The Importance of Education in Combating Global Racism
As an event for UCLA’s International Education Week (November 16-20) this year, the UCLA Global Conversation: Global Racism and Role of Education webinar features speaker Vice Chancellor Anna Spain Bradley and moderator Vice Provost Cindy Fan. In this virtual discussion, Spain Bradley, Fan, and UCLA student attendees discussed the significance of education in combating global racism. The recording of the webinar and the Q/A session is available on Youtube for those interested who were not able to attend the live event.
Spain Bradley became UCLA’s Vice Chancellor for Equity, Diversity, and Inclusion on September 1, 2020. Cindy Fan is the first Asian American woman to be UCLA’s Vice Provost for International Studies & Global Engagement. Both of their extensive education, research, and career experiences related to international law helped enrich this discussion as well as establish themselves as dependable resources for students and researchers.
Spain Bradley begins by acknowledging this year’s “renewed notice of the old problem of racism” in which the #BlackLivesMatter movement and public outcry against racism has resurged. At one point this year, the majority of The New York Times’ top 10 nonfiction paperbacks were related to anti-racism. However, Sprain Bradley reminds us that we cannot read away racism. If anything, it is a privilege to learn about racism and discrimination through books.
Even though the International Convention on the Elimination of Racial Discrimination (1965) prohibited all forms of racial discrimination, Spain Bradley says that “governments around the world struggle to meaningfully address racial discrimination.” She notes that this is evident in the U.S. in police brutality targeting Black people, rent and employment discrimination against Latinx folks, and a resurgence of neo-Nazi groups. Other examples include China’s internment camps detaining Uighurs and other Muslim minorities as well as anti-Asian hate crimes throughout COVID-19. There has been overwhelming public outcry — but little remedy.
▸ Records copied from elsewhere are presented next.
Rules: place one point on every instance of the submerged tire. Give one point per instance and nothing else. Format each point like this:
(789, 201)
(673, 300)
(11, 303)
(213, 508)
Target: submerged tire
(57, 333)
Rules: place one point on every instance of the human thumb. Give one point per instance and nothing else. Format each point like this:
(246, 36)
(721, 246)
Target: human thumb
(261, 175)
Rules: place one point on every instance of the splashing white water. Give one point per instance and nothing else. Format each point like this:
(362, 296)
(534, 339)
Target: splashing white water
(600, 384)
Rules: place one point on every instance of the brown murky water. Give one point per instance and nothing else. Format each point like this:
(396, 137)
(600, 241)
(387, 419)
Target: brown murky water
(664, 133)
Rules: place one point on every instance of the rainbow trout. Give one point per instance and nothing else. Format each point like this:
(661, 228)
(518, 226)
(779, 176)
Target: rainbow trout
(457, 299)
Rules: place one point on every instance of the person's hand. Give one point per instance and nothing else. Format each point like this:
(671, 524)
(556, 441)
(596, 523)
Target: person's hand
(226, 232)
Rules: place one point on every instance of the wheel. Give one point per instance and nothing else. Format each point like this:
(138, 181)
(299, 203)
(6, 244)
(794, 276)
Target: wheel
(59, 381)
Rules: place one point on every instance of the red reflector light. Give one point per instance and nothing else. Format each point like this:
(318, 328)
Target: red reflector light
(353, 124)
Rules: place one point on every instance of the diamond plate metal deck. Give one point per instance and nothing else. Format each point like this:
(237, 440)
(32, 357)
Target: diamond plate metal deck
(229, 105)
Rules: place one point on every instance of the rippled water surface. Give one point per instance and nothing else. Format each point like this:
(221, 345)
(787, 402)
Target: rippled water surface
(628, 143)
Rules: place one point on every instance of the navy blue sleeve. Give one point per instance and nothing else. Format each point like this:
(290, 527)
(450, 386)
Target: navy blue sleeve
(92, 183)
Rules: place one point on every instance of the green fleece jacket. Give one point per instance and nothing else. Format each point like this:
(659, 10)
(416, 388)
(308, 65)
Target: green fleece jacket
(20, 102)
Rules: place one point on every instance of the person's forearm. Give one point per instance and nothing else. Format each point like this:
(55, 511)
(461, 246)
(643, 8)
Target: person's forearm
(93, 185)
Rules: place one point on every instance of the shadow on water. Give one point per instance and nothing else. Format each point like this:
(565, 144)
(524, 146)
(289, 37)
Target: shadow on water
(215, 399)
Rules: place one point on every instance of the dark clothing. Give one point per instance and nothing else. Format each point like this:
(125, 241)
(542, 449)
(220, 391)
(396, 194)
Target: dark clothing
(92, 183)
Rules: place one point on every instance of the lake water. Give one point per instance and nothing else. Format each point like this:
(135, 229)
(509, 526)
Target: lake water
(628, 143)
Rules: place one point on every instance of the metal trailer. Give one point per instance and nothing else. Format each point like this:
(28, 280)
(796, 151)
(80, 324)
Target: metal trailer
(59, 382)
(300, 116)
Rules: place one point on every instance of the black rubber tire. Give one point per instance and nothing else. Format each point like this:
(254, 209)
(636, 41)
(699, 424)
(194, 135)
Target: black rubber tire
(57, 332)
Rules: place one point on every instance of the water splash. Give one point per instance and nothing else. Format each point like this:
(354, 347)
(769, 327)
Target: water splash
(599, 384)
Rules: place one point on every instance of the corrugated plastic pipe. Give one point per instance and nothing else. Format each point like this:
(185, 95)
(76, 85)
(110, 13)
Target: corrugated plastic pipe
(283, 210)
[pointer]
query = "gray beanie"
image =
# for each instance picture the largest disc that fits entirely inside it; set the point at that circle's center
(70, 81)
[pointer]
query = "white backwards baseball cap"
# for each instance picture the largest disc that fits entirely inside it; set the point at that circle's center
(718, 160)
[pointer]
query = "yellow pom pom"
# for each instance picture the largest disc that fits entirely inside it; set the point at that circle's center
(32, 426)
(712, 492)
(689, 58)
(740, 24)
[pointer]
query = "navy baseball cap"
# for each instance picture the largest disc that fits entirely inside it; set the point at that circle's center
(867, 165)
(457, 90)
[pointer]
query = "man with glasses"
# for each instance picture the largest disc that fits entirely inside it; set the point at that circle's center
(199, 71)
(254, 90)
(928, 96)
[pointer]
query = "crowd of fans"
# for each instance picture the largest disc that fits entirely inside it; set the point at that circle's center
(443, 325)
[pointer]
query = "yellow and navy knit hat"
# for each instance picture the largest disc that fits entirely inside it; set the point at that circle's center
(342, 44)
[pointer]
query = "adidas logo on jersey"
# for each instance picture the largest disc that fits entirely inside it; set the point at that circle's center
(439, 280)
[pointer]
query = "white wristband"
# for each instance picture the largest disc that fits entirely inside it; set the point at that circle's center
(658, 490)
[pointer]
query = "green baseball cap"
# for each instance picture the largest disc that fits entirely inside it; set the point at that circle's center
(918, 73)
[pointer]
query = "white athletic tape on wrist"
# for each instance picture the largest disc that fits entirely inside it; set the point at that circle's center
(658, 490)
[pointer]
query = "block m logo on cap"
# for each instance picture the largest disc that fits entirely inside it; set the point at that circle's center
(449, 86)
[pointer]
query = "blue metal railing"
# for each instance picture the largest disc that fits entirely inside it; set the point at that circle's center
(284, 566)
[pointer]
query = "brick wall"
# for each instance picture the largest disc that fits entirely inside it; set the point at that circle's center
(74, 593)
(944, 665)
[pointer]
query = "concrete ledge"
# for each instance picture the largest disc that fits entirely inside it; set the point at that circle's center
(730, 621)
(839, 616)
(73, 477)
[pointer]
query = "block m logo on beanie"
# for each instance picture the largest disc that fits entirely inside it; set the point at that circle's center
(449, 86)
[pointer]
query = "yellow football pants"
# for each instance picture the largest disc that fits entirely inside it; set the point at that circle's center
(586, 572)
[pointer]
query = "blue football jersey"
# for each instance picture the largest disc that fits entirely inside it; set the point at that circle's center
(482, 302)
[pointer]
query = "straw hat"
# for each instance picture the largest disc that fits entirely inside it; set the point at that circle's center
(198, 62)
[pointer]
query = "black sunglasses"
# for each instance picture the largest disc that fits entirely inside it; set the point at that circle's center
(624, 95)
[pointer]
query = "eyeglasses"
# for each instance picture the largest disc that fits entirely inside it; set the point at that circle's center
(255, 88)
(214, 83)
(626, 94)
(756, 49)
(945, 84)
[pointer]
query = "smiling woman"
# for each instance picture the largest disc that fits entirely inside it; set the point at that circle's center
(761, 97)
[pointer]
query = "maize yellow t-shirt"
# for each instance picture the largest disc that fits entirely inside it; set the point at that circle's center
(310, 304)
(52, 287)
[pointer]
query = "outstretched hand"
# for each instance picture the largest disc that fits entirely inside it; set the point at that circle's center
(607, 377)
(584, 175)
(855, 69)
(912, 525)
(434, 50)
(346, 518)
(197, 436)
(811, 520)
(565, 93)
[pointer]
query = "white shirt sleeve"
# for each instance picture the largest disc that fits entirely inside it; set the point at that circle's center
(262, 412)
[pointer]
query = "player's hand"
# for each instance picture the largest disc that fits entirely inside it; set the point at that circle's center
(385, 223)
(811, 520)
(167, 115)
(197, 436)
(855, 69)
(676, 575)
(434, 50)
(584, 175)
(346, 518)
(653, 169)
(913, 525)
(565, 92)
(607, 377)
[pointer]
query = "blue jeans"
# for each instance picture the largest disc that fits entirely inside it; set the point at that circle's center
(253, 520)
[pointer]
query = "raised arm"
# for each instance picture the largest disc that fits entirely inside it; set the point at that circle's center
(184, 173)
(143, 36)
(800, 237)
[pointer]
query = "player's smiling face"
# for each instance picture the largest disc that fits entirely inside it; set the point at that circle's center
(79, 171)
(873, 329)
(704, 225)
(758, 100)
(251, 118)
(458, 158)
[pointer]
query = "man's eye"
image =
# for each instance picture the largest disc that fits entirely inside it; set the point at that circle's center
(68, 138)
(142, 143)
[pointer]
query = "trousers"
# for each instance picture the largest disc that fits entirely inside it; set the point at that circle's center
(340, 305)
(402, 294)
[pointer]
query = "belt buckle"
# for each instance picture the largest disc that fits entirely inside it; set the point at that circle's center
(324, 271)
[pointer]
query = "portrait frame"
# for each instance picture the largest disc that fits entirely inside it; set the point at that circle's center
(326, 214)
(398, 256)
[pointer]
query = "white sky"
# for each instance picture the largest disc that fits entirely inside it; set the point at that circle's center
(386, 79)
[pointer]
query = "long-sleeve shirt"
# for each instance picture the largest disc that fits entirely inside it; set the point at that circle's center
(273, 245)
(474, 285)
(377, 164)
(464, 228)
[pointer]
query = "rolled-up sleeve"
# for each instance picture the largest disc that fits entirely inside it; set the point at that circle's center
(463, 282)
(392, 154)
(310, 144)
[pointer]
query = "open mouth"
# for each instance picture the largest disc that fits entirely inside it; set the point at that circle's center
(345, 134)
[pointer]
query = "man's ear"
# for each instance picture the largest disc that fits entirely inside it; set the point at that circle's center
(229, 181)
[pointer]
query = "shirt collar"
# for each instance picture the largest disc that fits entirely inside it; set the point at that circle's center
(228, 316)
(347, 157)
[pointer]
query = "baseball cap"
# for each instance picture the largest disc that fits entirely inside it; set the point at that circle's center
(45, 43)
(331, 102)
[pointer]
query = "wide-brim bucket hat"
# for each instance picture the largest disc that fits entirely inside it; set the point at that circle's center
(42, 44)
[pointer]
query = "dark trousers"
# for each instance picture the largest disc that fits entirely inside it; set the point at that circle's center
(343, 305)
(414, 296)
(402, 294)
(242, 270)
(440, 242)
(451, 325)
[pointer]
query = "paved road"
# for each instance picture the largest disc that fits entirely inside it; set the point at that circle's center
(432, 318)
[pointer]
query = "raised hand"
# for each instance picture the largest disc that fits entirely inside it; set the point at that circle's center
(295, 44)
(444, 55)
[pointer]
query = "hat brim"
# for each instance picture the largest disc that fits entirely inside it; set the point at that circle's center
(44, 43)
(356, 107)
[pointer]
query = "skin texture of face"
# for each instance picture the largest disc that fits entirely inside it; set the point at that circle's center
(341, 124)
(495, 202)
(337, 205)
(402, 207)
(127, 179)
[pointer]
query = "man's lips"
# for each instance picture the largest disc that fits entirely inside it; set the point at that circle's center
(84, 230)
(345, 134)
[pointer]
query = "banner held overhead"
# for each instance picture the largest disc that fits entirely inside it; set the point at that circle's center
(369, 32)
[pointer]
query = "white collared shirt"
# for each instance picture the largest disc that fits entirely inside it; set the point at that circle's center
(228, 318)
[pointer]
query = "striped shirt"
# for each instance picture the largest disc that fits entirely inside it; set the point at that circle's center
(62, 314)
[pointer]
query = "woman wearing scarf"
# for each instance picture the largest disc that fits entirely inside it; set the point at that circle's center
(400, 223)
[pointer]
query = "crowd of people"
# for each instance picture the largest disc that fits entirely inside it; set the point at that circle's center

Cindy Fan brings up that there are different types of division. One division forms when racial groups are clashed against each other (as seen in the U.S.). Another division takes the form of xenophobia, in which there is an outsider/foreigner aversion. Both place people in a social hierarchy, so it is important to continually question these systems of power in an effort to deconstruct them. Social hierarchies exist across the world, and they all share a commonality: those with least power to socially mobilize are at the bottom of the hierarchy.
Additionally, governmental institutions also contribute to the formation of social hierarchies. For example, capitalism — when thought of as a form of governance as in the U.S. — holds onto a form of meritocracy in which hard work is believed to lead to success and equality. However, Spain Bradley argued that this construct is deeply flawed because there is no balance of power in terms of who gets to decide what is good or deserves success. We must ask who sets up these structures, why these structures are set up like this, and whom these structures are designed to help or suppress.
Spain Bradley asserts that the main problem in combating global racism is that we lack a global definition of racism. Even now, there are still arguments and debates within governments and legal courts over what constitutes racism. This is where an agreement on worldwide, progressive education can help demystify the term and begin a global effort in combating racism and other forms of discrimination.
Education plays an important role in instances where people are unaware or ignorant of existing inequalities and inequities. However, there are also people who truly believe that they are superior due to certain aspects (e.g. race, gender, nationality, skin color, etc…). Spain Bradley says that the fact that people want to live in hierarchies and that governments continue to enforce hierarchies are part of the problem.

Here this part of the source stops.